A leitura Bíblica de Marcos (Mc 4, 35-41), pode neste quadro do temor, desvelar novas coisas sobre o ser, diz a leitura que “ao despedir as multidões”, Jesus foi com os discípulos “para a outra margem”, diria longe do ser-aí da pura positividade do ser-no-mundo, o barco enfrenta forte ventania e ondas fortes começam a encher a barca, o temor toma conta dos discípulos, temem pela morte e dizem ao mestre “estamos perecendo”, o mestre diz para o vento e o mar: “cala-te”.
Não se trata de mágica nem de simples demonstração de poder, a frase dita por Jesus explica muito: “Por que sois tão medrosos? Ainda não tendes fé?”, mas eles ainda sentiam “um grande medo”, é a angústia.
A angustia e o temor diante da existência
O traço constitutivo do Dasein, em Heidegger está além do fenômeno psicológico e ôntico, não sendo algo que se refere somente a um ente ou a algo dado, nos remete a totalidade do ser como um ser-no-mundo, isto é sua verdadeira dimensão ontológica, nela se explica a angustia do Ser.
A categoria surgiu com Kierkegaard porém para ele a angústia revela o nosso ser finito, o nada de nossa existência diante da infinitude de Deus, por seu caráter eterno, ao passo que Heidegger não pensa apenas como categoria ontológica tornando-a apenas um fenômeno da finitude humana.
Preso a finitude humana é que encontra-se em Heidegger a diferença entre angústia e temor (furcht), mas na obra Ser e tempo o temor também é uma existência fundamental mediante o qual o homem se encontra no mundo (Heidegger, 1989) e isto torna a angustia um estágio suave.
Já o temor constitui para o autor uma disposição anima forte [Befindlichkeit] é ela que nos remete a algo que tememos e com isso se manifesta o todo do mundo, em sua estranheza e assombro, ela é o que acontece antes que possamos realizar um ato de conhecimento do mundo.
Há nela uma força de revelação do mundo, mesmo que num primeiro momento seja só fuga, nela por exemplo a alegria ou a felicidade, explica o autor são muito transitórios e menos marcantes, este ser-aí encontra-se lançado [geworfen] em meio a estados de ânimos, capaz de suportar o peso da existência, e nela “O humor torna manifesto ‘como a gente se sente’. Neste ‘como a gente se sente’ o estar disposto traz o Ser em seu estar-aí” (HEIDEGGER, 1986, p. 134).
Dito de forma mais precisa, ou mais de acordo com o pensamento de Heidegger, o medo é uma disposição central na nossa existência pelo fato de que manifesta o mundo no ator de fuga do ser-aí de si mesmo, mesmo sendo o homem o tema objetivo de Heidegger e Kierkegaard, o endereço últimod e ambos é o temor não como um objeto fora dele, mas sim ele mesmo: o homem somente teme por algo determinado porque em última instância ele é afetado e interessado.

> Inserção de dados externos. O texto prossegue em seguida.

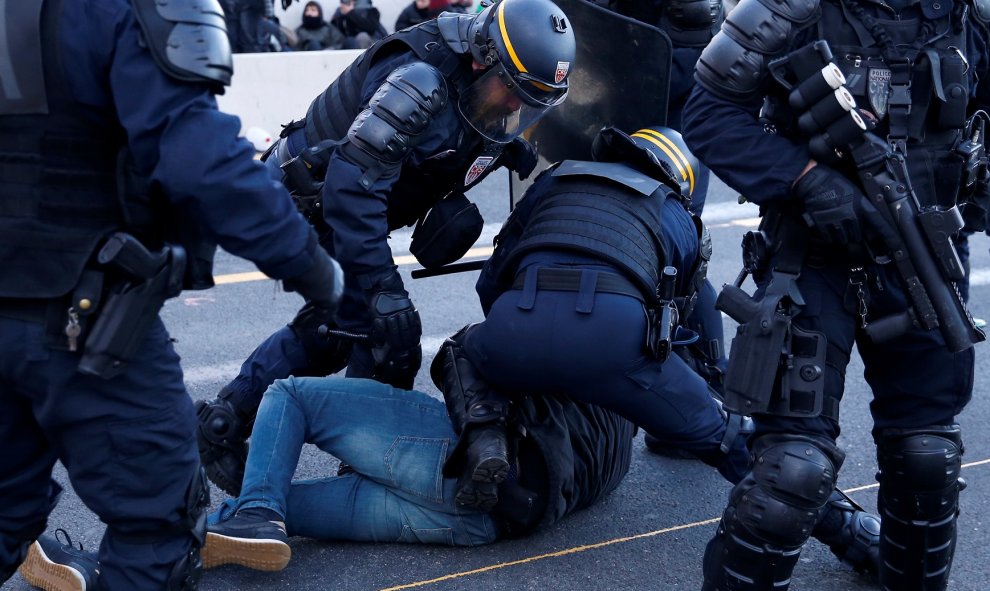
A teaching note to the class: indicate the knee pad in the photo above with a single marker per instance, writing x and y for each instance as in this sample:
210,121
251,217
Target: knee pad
919,503
788,485
187,569
771,513
919,470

Faço uma digressão porque o estar “fora” para o mundo contemporâneo, Byung Chull Han e Hanna Arendt retomaram de forma diferente o “estar dentro” na “vitta contemplativa”, em Heidegger o medo se volta para quem teme e não para o que teme, em Kierkegaard o temor é a Deus, porém já em período do idealismo projetado sobre o mundo, não como um Ser “fora”.

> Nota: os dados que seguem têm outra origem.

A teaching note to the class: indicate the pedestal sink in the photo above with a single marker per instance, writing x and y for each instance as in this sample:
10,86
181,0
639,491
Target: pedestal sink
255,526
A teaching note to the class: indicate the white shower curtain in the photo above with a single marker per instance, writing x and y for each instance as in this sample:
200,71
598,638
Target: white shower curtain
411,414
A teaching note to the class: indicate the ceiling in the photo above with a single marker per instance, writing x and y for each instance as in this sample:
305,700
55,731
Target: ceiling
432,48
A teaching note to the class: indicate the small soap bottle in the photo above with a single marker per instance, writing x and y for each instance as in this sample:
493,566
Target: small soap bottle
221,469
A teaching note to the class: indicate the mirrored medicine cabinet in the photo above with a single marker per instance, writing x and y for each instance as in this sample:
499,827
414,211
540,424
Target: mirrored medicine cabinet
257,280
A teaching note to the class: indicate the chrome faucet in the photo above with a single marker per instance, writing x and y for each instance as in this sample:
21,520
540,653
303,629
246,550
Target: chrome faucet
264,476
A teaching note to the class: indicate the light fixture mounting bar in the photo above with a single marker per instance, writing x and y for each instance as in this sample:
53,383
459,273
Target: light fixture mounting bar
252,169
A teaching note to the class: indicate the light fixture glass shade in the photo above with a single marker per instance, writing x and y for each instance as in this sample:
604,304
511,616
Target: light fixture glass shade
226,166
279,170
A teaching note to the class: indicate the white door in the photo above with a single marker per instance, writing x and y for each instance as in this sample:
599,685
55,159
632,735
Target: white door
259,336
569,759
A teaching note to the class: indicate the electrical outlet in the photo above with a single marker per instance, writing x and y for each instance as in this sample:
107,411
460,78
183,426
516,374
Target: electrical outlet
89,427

O importante no discurso heideggeriano é que consegue estabelecer três formas de medo: o diante do que [wofür] tememos algo, o que nos ameaça (as dificuldades da co-presença), o próprio temer [fürchten] enquanto tal, que abre para nós o mundo (as esferas de Sloterdijk ajudam esta reflexão), e, e o porquê [worum] nós tememos, que é o nosso próprio estar-aí.
Por fim, o temor pode ter variações: ele pode ser o que é assustador; pode ser o horror e também a decepção” (Heidegger, 1986, p.142), porém a diferença entre medo e temor ajudaria a separar melhor a categoria de Heidegger de Kierkegaard, que temor é de algo “maior”.
HEIDEGGER, M. Ser e Tempo Traduçăo de Márcia de Sá Cavalcanti. Petrópolis: Vozes, 1989.